L’uranium était certes une importation importante pour les États-Unis, mais l’Australie, le Canada et le Kazakhstan offrent des alternatives (avec des droits de douane Trump de 10 à 27 %).

Quant à la prétendue dépendance de la Russie vis-à-vis des importations américaines, tous les experts s’accordent à dire qu’elle est nulle. Cela ressort clairement de la valeur des marchandises importées des États-Unis l’année dernière, qui s’élève à 526,1 millions (et non milliards) de dollars. En 2024, la Russie a importé des États-Unis pour 150 millions de dollars de matériel médical, 120 millions de dollars de produits pharmaceutiques, 100 millions de dollars de machines et 80 millions de dollars de produits alimentaires/chimiques. Cela ne représente qu’une fraction des importations totales de la Russie, qui s’élevaient à 289 milliards de dollars en 2023.

En ce qui concerne les possibilités de substitution, la Russie peut facilement remplacer les importations américaines, par exemple par la Chine, l’Inde et l’UE pour les technologies médicales/pharmaceutiques et par le Brésil, la Chine et la Turquie pour les denrées alimentaires. L’augmentation de 88 % des exportations indiennes de machines en 2023 montre l’indépendance de la Russie vis-à-vis des livraisons américaines. Des hausses de prix de 5 à 15 % sont possibles, mais elles auront peu d’impact en raison du faible volume des échanges commerciaux.

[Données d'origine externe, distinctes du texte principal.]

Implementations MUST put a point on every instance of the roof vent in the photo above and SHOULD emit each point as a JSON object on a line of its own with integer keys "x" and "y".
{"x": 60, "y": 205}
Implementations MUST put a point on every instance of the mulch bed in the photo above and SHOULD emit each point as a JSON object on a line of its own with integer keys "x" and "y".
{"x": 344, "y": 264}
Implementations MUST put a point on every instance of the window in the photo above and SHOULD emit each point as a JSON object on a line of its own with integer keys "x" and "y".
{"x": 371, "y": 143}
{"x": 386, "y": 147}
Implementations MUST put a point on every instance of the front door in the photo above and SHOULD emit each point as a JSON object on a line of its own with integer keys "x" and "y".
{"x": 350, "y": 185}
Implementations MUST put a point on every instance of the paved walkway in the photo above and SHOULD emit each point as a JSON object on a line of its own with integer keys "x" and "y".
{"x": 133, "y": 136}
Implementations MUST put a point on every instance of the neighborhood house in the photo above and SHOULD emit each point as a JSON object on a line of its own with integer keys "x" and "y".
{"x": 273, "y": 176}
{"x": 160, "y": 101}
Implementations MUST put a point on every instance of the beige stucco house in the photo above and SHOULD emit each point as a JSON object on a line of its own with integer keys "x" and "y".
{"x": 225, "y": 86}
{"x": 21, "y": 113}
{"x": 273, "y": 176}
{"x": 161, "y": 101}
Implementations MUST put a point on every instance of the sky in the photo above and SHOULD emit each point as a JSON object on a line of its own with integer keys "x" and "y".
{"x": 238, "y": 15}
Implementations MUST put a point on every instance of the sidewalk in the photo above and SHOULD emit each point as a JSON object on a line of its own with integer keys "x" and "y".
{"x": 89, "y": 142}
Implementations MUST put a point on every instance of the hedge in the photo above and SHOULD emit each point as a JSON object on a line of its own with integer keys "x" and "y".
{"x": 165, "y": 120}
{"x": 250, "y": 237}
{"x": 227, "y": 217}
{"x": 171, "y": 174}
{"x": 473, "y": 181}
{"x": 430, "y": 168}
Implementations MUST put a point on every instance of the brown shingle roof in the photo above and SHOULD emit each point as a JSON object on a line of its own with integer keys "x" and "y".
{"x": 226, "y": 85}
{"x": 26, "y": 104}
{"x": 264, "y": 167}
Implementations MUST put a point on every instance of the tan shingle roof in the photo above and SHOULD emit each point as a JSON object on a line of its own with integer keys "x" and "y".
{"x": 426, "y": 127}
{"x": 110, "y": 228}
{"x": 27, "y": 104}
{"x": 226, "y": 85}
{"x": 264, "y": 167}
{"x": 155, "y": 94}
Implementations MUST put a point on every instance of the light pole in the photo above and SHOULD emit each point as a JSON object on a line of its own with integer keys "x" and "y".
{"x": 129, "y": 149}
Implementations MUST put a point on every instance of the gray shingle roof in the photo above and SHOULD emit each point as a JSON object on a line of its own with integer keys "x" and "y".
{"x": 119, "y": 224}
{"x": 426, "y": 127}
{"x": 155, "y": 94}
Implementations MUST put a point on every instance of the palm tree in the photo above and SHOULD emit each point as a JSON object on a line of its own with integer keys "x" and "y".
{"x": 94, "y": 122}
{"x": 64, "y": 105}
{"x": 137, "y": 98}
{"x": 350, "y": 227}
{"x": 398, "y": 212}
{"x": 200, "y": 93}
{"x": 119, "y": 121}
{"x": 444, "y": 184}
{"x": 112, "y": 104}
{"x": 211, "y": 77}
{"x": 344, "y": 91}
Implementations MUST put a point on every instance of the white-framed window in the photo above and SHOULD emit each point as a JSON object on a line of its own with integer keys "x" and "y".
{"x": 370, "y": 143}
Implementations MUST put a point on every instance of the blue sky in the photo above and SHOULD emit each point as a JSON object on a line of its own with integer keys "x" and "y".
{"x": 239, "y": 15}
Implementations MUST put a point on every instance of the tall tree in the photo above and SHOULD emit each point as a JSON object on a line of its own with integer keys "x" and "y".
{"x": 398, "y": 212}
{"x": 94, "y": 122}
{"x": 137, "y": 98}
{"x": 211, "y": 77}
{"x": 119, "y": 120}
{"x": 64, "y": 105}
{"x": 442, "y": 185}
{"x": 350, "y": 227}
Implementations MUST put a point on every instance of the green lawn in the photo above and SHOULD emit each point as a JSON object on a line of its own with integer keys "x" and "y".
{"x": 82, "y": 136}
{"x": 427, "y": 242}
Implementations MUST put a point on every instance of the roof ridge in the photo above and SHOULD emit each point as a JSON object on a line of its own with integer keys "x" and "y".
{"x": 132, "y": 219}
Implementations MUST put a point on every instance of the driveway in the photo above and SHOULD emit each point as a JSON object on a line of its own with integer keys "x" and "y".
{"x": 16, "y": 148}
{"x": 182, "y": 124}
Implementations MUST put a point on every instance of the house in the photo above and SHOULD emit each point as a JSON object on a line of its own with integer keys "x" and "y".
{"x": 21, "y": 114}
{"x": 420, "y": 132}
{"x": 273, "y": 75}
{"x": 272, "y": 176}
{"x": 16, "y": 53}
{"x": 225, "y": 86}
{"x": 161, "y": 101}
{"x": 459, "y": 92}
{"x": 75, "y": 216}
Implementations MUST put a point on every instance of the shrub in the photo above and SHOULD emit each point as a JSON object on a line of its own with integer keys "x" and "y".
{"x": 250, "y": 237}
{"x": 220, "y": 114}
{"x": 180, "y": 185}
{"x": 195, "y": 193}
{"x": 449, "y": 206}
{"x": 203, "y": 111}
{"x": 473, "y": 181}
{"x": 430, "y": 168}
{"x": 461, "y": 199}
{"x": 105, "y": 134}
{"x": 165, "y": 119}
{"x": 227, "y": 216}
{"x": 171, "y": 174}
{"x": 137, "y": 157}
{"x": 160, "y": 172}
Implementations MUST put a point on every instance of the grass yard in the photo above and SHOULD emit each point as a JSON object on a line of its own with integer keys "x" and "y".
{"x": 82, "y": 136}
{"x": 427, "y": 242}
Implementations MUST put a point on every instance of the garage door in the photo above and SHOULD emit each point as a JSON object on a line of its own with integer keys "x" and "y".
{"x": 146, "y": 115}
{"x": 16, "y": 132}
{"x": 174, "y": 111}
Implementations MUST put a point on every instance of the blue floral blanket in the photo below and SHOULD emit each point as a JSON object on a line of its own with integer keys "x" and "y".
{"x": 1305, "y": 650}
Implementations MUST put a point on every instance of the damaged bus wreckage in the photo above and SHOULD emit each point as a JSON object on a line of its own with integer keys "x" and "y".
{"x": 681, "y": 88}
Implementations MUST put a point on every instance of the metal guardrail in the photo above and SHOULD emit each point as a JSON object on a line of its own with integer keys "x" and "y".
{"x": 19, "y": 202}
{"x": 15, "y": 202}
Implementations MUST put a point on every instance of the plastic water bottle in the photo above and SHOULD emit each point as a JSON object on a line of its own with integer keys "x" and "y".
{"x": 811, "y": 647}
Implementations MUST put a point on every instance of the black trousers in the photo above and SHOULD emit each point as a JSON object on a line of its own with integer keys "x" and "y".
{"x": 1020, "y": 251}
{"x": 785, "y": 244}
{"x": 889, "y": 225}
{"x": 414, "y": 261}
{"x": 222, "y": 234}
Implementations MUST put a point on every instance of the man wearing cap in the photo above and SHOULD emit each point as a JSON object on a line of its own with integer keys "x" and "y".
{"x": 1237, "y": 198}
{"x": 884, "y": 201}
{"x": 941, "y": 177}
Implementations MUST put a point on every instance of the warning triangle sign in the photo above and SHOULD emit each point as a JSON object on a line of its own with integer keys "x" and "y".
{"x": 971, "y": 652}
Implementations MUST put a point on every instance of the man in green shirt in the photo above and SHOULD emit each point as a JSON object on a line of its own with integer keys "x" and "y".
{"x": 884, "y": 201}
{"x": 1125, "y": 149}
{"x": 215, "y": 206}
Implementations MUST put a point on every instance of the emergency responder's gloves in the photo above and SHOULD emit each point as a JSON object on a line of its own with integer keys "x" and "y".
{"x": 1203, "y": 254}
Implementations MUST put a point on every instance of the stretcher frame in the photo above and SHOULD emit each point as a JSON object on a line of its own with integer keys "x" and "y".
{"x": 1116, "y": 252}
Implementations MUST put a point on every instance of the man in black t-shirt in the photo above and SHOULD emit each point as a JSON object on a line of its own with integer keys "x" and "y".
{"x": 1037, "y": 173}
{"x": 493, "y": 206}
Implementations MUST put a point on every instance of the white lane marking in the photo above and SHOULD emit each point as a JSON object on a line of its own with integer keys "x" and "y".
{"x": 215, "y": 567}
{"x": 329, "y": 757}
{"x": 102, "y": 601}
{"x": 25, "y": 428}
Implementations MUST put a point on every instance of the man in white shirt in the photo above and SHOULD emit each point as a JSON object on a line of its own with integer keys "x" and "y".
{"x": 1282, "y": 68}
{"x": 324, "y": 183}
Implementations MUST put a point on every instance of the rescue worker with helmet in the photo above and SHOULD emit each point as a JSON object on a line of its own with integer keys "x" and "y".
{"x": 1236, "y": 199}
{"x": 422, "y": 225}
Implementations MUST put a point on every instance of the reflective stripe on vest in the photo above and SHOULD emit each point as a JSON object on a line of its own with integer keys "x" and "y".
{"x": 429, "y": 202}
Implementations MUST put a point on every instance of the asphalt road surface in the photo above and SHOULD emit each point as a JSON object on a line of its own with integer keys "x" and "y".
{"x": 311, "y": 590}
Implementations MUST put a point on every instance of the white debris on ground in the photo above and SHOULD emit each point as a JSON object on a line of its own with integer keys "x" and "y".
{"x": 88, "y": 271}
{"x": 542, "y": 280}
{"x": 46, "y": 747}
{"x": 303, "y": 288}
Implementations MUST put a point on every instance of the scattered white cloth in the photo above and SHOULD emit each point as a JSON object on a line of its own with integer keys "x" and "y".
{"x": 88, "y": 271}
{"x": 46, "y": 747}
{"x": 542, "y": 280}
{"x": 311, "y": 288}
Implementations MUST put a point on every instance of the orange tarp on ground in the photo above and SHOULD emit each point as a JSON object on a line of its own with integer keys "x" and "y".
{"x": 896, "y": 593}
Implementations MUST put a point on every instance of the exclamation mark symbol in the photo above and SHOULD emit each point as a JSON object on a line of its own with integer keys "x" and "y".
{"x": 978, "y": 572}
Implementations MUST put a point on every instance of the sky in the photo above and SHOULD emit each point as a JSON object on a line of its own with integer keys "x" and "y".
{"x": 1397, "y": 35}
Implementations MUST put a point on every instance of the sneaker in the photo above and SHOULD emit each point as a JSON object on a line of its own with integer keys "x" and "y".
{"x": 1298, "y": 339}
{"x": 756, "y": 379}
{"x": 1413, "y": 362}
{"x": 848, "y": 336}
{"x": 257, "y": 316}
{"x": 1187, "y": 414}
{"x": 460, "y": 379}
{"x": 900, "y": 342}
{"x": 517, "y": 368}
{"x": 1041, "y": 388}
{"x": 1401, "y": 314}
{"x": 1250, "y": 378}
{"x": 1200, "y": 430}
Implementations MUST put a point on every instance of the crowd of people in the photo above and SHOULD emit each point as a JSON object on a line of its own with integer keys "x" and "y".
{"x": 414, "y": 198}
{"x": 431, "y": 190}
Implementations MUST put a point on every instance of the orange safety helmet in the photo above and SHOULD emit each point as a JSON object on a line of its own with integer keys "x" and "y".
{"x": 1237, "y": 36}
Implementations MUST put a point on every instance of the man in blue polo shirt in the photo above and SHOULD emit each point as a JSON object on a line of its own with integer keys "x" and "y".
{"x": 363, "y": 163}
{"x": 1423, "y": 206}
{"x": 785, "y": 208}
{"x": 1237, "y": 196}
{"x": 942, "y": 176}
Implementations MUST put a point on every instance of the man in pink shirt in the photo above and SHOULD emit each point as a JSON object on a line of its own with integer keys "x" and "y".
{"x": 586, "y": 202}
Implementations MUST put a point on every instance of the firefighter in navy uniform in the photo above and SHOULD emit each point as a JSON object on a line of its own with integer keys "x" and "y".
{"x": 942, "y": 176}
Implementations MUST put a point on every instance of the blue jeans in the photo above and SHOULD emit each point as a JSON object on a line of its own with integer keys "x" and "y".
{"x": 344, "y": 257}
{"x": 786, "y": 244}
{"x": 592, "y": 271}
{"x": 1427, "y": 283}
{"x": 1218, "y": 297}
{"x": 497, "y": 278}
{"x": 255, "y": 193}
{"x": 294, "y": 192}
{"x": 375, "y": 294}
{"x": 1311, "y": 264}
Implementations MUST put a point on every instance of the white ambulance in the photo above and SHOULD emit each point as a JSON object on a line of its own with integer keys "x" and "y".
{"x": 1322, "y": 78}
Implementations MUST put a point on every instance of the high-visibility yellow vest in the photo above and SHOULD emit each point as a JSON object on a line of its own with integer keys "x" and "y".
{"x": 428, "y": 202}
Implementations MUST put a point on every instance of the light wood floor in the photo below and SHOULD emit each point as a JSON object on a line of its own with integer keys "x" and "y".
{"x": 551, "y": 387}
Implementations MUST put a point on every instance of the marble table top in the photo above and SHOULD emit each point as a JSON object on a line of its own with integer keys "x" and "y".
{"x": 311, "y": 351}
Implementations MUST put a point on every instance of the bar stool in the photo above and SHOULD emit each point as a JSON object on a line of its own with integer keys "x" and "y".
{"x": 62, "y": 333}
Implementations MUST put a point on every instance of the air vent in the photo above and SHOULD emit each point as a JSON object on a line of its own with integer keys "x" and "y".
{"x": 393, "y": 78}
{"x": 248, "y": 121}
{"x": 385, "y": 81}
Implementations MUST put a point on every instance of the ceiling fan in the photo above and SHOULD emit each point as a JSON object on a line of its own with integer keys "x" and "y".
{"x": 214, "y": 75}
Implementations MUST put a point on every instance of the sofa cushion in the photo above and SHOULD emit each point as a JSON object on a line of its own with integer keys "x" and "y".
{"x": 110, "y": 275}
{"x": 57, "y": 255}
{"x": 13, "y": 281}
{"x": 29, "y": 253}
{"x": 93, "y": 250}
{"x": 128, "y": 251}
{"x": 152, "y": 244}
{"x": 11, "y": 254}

Conclusion : la Russie est peu dépendante des importations américaines et peut facilement les remplacer grâce à ses solides relations commerciales avec des pays non occidentaux.

Bien sûr, la menace de Trump d’imposer des droits de douane de 100 % sur les engrais russes n’est pas sans ironie : pourquoi punir uniquement les importations russes alors que l’on peut également imposer des droits de douane élevés sur les alternatives provenant du Canada, du Maroc ou du Brésil ? Après tout, des droits de douane de 30 % sur les métaux précieux sud-africains et de 10 à 27 % sur l’uranium du Kazakhstan sont une recette éprouvée pour faire grimper les prix pour les consommateurs et les agriculteurs américains. Pourquoi se contenter de pénaliser l’agriculture nationale avec des droits de douane sur les produits russes alors qu’on peut plonger toute la chaîne d’approvisionnement mondiale dans le chaos ?

En effet, les États-Unis sont confrontés à des défis considérables pour remplacer les engrais russes, ce qui pourrait entraîner une hausse des prix des denrées alimentaires de 5 à 10 %, notamment en raison de l’augmentation du coût de l’urée et de la potasse. Les droits de douane de 100 % prévus par Trump sur les engrais russes pourraient aggraver la crise, tandis que les droits de douane sur les fournisseurs alternatifs tels que le Canada ou l’Afrique du Sud soulignent l’ironie de la situation : les États-Unis pourraient se tirer une balle dans le pied, tandis que la Russie pourrait facilement remplacer ses importations américaines par celles de la Chine, de l’Inde ou de l’UE.